5 Faith Facts About the Moon Landing

Ed. Note – As the Apollo 11 fades into the rearview mirror – still interesting reports coming in.

Astronaut Buzz Aldrin salutes the deployed United States flag during an Apollo 11 Extravehicular Activity (EVA) on the lunar surface in July 1969. The Lunar Module (LM) is on the left, and the footprints of the astronauts are visible in the soil of the Moon. Photo by Neil A. Armstrong/NASA/Creative Commons

(RNS) — Where humans go, faith seems to follow. It’s no less true of NASA’s first manned mission to land on the moon, when astronauts Neil Armstrong, Edwin “Buzz” Aldrin and Michael Collins made their way farther into the heavens than anyone had gone before.

Here are five faith facts about the moon landing, which half a century later still inspires awe and wonder in people of all faiths and no faith.

1. Aldrin took Communion aboard the Eagle lunar lander.

When Aldrin first floated the idea of celebrating Communion during the Apollo 11 mission to the moon, NASA administrators responded with skepticism. The agency had already fended off a lawsuit filed after astronauts broadcast themselves reading from the Book of Genesis during the Apollo 8 mission, which atheist activist Madalyn Murray O’Hair derided as a violation of the separation of church and state. (Her case was ultimately dismissed.)

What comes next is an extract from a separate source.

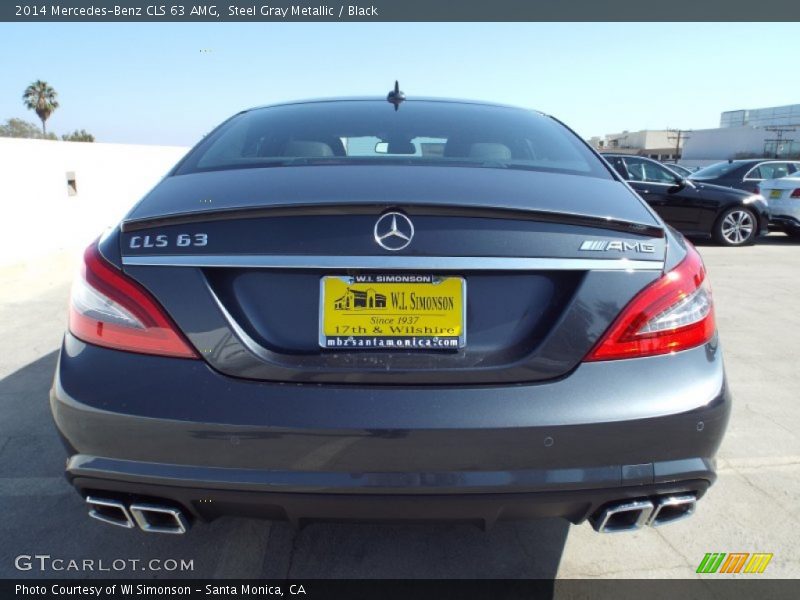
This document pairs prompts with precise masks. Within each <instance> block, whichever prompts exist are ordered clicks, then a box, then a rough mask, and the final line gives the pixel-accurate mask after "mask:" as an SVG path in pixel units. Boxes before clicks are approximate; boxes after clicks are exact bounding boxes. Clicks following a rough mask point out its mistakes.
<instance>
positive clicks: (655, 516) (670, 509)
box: [647, 494, 697, 527]
mask: <svg viewBox="0 0 800 600" xmlns="http://www.w3.org/2000/svg"><path fill="white" fill-rule="evenodd" d="M696 507H697V497H696V496H695V495H694V494H686V495H683V496H661V497H660V498H658V499H657V500H656V507H655V509H654V510H653V514H652V515H650V519H649V520H648V521H647V524H648V525H650V527H659V526H661V525H667V524H669V523H674V522H675V521H680V520H681V519H685V518H687V517H690V516H692V515H693V514H694V509H695V508H696Z"/></svg>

But Aldrin, who would later describe the mission as “part of God’s eternal plan for man,” was insistent, and officials eventually granted him permission to hold a service under the condition that he keep it quiet.

Aldrin then approached the pastor of his church – the Rev. Dean Woodruff of Webster Presbyterian Church near Houston – about the idea, where the questions shifted from legal to theological.

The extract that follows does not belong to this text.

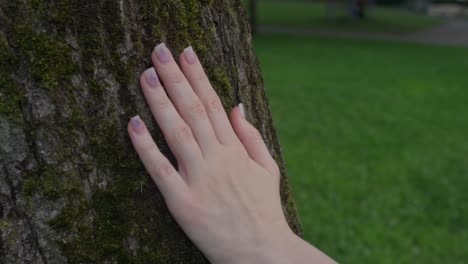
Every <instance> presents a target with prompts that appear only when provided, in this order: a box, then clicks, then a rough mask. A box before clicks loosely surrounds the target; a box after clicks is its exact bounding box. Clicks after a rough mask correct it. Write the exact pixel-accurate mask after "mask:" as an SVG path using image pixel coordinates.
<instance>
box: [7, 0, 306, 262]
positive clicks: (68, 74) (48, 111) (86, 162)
mask: <svg viewBox="0 0 468 264" xmlns="http://www.w3.org/2000/svg"><path fill="white" fill-rule="evenodd" d="M162 41H164V42H166V43H167V45H168V46H169V47H170V48H171V49H172V51H173V52H174V53H175V54H178V53H179V52H180V51H181V50H182V49H183V48H184V47H186V46H188V45H192V46H193V47H194V48H195V50H196V51H197V52H198V54H199V56H200V58H201V61H202V63H203V65H205V66H206V70H207V73H208V75H209V77H210V79H211V81H212V83H213V85H214V87H215V88H216V90H217V92H218V93H219V95H220V97H221V98H222V101H223V104H224V106H225V108H226V110H228V109H231V108H232V107H233V106H235V105H236V104H238V103H239V102H243V103H244V104H245V105H246V108H247V109H248V119H249V120H250V121H251V122H252V123H253V124H254V125H255V126H256V127H257V128H258V129H259V130H260V131H261V133H262V135H263V137H264V139H265V141H266V142H267V144H268V146H269V148H270V151H271V153H272V155H273V156H274V157H275V159H276V161H277V162H278V164H279V166H280V168H281V172H282V184H281V193H282V199H283V208H284V213H285V215H286V217H287V219H288V221H289V224H290V226H291V227H292V228H293V230H294V231H295V232H297V233H300V227H299V225H298V221H297V218H296V214H295V209H294V205H293V202H292V199H291V195H290V193H289V187H288V183H287V178H286V171H285V167H284V163H283V159H282V157H281V151H280V146H279V144H278V139H277V135H276V132H275V129H274V126H273V122H272V118H271V114H270V110H269V107H268V102H267V99H266V97H265V91H264V88H263V81H262V78H261V74H260V69H259V67H258V63H257V61H256V58H255V56H254V54H253V52H252V48H251V37H250V33H249V25H248V19H247V17H246V14H245V11H244V10H243V7H242V3H241V1H240V0H237V1H223V0H205V1H195V0H119V1H117V0H115V1H111V0H54V1H42V0H18V1H12V0H0V237H1V239H0V263H66V262H68V263H206V260H205V258H204V257H203V256H202V254H201V253H200V252H199V251H198V250H197V249H196V248H195V247H194V246H193V245H192V244H191V242H190V241H189V240H188V239H187V238H186V237H185V235H184V234H183V232H182V231H181V230H180V228H179V227H178V226H177V224H176V223H175V222H174V220H173V219H172V217H171V215H170V214H169V213H168V211H167V208H166V207H165V204H164V202H163V199H162V197H161V195H160V193H159V192H158V190H157V188H156V187H155V186H154V184H153V183H152V182H151V180H150V178H149V176H148V175H147V173H146V172H145V170H144V168H143V167H142V165H141V163H140V161H139V159H138V158H137V156H136V154H135V152H134V150H133V148H132V146H131V144H130V142H129V139H128V136H127V134H126V124H127V122H128V120H129V118H130V117H131V116H133V115H135V114H136V113H138V114H140V116H142V118H143V119H144V120H145V122H146V123H147V124H148V126H149V128H150V130H151V132H152V134H153V136H154V138H155V139H157V143H158V144H159V146H161V148H162V150H163V152H164V153H165V154H167V155H168V156H169V157H171V160H172V161H173V162H175V160H174V158H173V157H172V155H171V154H170V152H169V149H168V147H167V145H166V144H165V142H164V140H163V137H162V135H161V132H160V130H159V128H158V127H157V125H156V123H155V122H154V121H153V119H152V117H151V114H150V112H149V110H148V107H147V105H146V103H145V100H144V98H143V96H142V93H141V92H140V89H139V86H138V76H139V74H140V73H141V72H142V71H143V70H144V69H145V68H146V67H149V66H150V60H149V55H150V52H151V50H152V48H153V47H154V45H155V44H157V43H159V42H162Z"/></svg>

Although Aldrin was an ordained Presbyterian elder, it was unclear whether he would be allowed to oversee Communion on his own. But when his pastor asked the Presbyterian Church’s stated clerk, one of the highest positions in the denomination, the official offered a quick yes. Woodruff then procured a small silver cup for Aldrin to carry into orbit, making sure that it would fit the weight requirements.

The plan finally came to fruition shortly after the Eagle lunar lander touched down on the moon on July 20, 1969. Sitting next to Armstrong, Aldrin pulled out the chalice, wine and bread from his “personal preference kit,” then spoke into the radio.